Since the 1990s, taxpayers have funded federal research and development of evidence-based practices in special education. Though the field has failed to confront the inequities that plague its processes and outcomes, it has amassed a wealth of options for behavioral health that do not use pain. 

Therefore, the Massachusetts judicial system’s basis for protecting the school yet again in 2018  on the grounds that its techniques have not been proven to not “conform to the accepted standard of care for treating individuals with intellectual and developmental disabilities  is at best flawed. At worst, it is a humiliating assertion to accept as policy in a state that prides itself on its educational institutions and inclusive education.  
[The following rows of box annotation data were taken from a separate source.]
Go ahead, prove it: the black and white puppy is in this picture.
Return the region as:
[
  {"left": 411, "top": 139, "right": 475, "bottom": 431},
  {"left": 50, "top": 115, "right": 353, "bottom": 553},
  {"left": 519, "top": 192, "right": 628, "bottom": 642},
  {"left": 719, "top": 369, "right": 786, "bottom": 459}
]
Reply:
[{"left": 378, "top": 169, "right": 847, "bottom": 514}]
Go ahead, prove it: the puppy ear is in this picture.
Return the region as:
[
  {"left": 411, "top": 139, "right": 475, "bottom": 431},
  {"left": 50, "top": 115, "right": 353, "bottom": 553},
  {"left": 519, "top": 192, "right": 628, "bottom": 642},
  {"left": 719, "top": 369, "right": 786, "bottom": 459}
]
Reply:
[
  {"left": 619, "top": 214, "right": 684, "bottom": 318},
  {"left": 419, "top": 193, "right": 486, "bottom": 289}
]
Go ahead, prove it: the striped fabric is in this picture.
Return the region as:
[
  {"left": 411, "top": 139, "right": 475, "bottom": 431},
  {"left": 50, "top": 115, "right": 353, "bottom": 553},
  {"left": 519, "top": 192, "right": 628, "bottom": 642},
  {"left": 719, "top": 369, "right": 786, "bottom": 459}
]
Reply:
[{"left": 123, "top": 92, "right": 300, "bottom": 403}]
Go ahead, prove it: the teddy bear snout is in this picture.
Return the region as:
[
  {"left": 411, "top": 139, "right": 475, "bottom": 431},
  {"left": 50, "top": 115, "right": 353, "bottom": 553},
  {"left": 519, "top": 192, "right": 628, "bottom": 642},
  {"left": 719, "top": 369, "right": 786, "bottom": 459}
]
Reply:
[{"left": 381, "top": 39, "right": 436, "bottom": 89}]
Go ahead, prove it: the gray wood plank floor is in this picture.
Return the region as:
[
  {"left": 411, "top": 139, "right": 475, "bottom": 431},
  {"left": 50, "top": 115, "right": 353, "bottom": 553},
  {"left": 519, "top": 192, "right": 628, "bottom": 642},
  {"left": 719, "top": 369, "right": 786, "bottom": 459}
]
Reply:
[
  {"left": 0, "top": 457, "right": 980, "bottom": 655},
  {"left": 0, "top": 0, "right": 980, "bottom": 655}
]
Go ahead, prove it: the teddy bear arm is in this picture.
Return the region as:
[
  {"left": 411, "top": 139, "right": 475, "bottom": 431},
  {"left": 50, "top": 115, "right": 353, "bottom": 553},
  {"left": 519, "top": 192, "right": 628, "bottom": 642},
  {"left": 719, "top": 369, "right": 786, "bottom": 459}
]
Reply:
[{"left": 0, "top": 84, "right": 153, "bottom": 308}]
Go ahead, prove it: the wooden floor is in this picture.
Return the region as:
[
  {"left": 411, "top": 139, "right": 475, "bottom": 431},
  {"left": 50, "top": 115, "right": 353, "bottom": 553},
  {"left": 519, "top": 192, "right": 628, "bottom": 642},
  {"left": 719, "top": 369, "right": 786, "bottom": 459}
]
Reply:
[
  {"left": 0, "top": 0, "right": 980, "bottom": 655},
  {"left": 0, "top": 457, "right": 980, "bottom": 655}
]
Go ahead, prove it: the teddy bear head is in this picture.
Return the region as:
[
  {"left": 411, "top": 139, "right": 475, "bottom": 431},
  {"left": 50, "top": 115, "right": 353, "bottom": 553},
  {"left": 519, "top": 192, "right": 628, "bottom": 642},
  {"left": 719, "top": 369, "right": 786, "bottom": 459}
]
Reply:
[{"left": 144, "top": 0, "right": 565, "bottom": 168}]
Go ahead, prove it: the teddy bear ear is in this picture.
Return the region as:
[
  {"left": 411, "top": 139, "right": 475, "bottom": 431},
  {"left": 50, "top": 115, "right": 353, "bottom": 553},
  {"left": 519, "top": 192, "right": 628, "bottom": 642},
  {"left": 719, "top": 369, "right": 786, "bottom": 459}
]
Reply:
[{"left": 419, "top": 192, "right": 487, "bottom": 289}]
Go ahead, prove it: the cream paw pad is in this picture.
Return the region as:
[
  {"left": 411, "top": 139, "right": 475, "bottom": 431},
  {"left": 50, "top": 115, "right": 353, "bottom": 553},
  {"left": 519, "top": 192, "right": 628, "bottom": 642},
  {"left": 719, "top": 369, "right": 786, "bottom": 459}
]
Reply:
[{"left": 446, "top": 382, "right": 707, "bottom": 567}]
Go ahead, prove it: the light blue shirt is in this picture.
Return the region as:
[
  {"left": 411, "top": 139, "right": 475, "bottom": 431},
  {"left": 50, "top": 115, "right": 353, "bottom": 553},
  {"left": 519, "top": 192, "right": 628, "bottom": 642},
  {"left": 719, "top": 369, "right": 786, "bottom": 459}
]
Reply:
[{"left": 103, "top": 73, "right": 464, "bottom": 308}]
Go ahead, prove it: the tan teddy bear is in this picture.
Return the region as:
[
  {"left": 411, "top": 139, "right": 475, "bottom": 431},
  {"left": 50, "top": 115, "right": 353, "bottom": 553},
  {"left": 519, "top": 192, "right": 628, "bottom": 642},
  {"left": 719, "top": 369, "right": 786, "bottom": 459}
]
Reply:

As autism activists have previously asserted, the problem is larger than the Judge Rotenberg Center. Ironically, this is a point of agreement with the families who champion JRC’s methods, and suggests a common ground for collaborating towards sustainable solutions. JRC supporters say it fills a void in the system by accepting students that other schools have rejected, and preventing injurious behaviors where others have failed. 

With the COVID-19 pandemic and the Movement for Black Lives highlighting long existing inequalities in our society, now is the time to fund the integration of special education programs and skilled practitioners in resourced, inclusive communities. Inflicting pain on any child, but especially children with disabilities, does not represent best educational practice. The Massachusetts Legislature should strengthen the public education system’s response to social diversity and learner variability in ways that equitably redistribute learning opportunities, recognize and celebrate cultural diversity, and respect constitutional and human rights. 

Meet the Author
The state budget ought to invest in reducing the educational debt owed historically to Black, brown, working class, and immigrant communities whose experiences enrolling children with disabilities in neighborhood schools can continue to be harrowing—in addition to what has accrued during the pandemic. This budgetary cycle, let Massachusetts divest from electrocution pedagogy. 

Christina Bosch is a PhD candidate in special education at the University of Massachusetts Amherst. She holds an MEd from Harvard University and an MA from American University, and has taught in a wide variety of settings. She is a member of the Scholars Strategy Network.